A woman most surely--but hardly a saint!

She moves. She has gone
From their pity and scorn;
She has mounted alone
The first step of stone,
And the high swinging doors she wide open has thrown,
Then pauses and turns,
As the altar blaze burns
On her cheeks, and with one sudden gesture she spurns
Archbishop and Prior,
Knight, ladye, and friar,
And her voice rings out high from the vault of the choir.

'O men of Cologne!
What I WAS ye have known;
What I AM, as I stand here, One knoweth alone.
If it be but His will
I shall pass from Him still,
Lost, curst, and degraded, I reckon no ill;
If still by that sign
Of His anger divine
One soul shall he saved, He hath blessed more than mine.
O men of Cologne!
Stand forth, if ye own
A faith like to this, or more fit to atone,
And take ye my place,
And God give you grace
To stand and confront Him, like me, face to face!'

She paused. Yet aloof
They all stand. No reproof
Breaks the silence that fills the celestial roof.
One instant--no more--
She halts at the door,
Then enters! . . . A flood from the roof to the floor
Fills the church rosy red.
She is gone!
But instead,
Who is this leaning forward with glorified head
And hands stretched to save?
Sure this is no slave
Of the Powers of Darkness, with aspect so brave!

They press to the door,
But too late!

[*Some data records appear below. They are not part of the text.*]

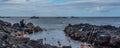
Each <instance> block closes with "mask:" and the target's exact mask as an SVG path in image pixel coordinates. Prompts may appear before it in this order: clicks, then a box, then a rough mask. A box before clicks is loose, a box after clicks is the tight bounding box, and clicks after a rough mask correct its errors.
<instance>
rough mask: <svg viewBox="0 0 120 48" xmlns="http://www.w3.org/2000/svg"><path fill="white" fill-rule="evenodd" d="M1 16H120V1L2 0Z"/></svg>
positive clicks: (67, 0)
mask: <svg viewBox="0 0 120 48" xmlns="http://www.w3.org/2000/svg"><path fill="white" fill-rule="evenodd" d="M0 15H1V16H48V17H49V16H79V17H82V16H88V17H91V16H98V17H102V16H105V17H108V16H110V17H111V16H120V0H0Z"/></svg>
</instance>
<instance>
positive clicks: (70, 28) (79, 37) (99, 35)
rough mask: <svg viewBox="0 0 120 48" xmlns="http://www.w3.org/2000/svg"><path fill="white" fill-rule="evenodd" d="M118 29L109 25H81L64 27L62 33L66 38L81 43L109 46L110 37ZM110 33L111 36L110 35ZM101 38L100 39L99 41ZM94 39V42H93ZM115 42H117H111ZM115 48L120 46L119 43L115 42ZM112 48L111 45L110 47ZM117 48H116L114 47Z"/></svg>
mask: <svg viewBox="0 0 120 48" xmlns="http://www.w3.org/2000/svg"><path fill="white" fill-rule="evenodd" d="M119 31H120V28H118V27H115V26H111V25H101V26H97V25H91V24H88V23H85V24H84V23H81V24H75V25H71V24H69V25H68V26H66V27H65V29H64V32H65V33H66V35H67V36H69V37H71V38H72V39H74V40H78V41H82V42H88V43H91V44H92V43H93V42H96V43H97V44H99V45H103V46H105V45H109V44H111V42H110V41H111V39H113V38H111V36H112V35H116V33H119ZM110 33H111V34H110ZM119 35H120V34H117V35H116V36H119ZM101 38H102V39H101ZM95 39H96V40H95ZM113 41H117V40H113ZM114 44H116V46H118V47H119V46H120V45H119V42H118V41H117V42H116V43H114ZM111 46H112V45H111ZM116 48H117V47H116Z"/></svg>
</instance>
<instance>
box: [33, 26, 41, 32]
mask: <svg viewBox="0 0 120 48" xmlns="http://www.w3.org/2000/svg"><path fill="white" fill-rule="evenodd" d="M33 30H34V31H35V32H38V31H43V30H42V28H40V26H36V27H34V28H33Z"/></svg>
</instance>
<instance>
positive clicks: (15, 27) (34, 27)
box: [0, 20, 70, 48]
mask: <svg viewBox="0 0 120 48" xmlns="http://www.w3.org/2000/svg"><path fill="white" fill-rule="evenodd" d="M26 28H27V29H28V30H27V29H26V30H27V31H25V32H26V33H29V34H31V33H33V32H39V31H43V30H42V29H41V27H39V26H35V25H33V24H32V23H28V24H27V25H26ZM18 31H19V23H15V24H13V25H11V24H10V23H8V22H5V21H2V20H0V48H57V46H52V45H50V44H43V39H38V40H30V38H25V37H24V38H22V37H19V36H16V33H17V32H18ZM30 32H31V33H30ZM64 48H70V47H69V46H68V47H64Z"/></svg>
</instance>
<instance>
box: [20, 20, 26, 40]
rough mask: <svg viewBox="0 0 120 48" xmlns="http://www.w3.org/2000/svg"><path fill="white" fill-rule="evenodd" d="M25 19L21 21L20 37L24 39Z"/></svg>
mask: <svg viewBox="0 0 120 48" xmlns="http://www.w3.org/2000/svg"><path fill="white" fill-rule="evenodd" d="M24 20H25V19H21V21H20V36H21V37H22V38H23V37H24V29H25V23H24Z"/></svg>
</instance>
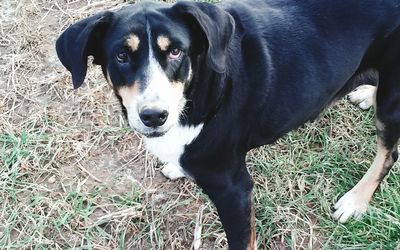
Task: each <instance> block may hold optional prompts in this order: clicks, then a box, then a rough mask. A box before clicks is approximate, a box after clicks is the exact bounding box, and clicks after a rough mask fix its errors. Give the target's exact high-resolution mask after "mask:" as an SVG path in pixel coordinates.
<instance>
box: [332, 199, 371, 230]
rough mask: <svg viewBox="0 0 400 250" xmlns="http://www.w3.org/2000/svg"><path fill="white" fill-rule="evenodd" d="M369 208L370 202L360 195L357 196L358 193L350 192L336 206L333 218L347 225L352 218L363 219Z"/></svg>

All is o'er.
Naught remains but a woman's form prone on the floor;
But they still see a trace
Of that glow in her face
That they saw in the light of the altar's high blaze
On the image that stands
With the babe in its hands
Enshrined in the churches of all Christian lands.

A Te Deum sung,
A censer high swung,
With praise, benediction, and incense wide-flung,
Proclaim that the CURSE
IS REMOVED--and no worse
Is the Dom for the trial--in fact, the REVERSE;
For instead of their losing
A soul in abusing
The Evil One's faith, they gained one of his choosing.

Thus the legend is told:
You will find in the old
Vaulted aisles of the Dom, stiff in marble or cold
In iron and brass,
In gown and cuirass,
The knights, priests, and bishops who came to that Mass;
And high o'er the rest,
With her babe at her breast,
The image of Mary Madonna the blest.
But you look round in vain,
On each high pictured pane,
For the woman most worthy to walk in her train.

Yet, standing to-day
O'er the dust and the clay,
'Midst the ghosts of a life that has long passed away,
With the slow-sinking sun
Looking softly upon
That stained-glass procession, I scarce miss the one
That it does not reveal,
For I know and I feel
That these are but shadows--the woman was real!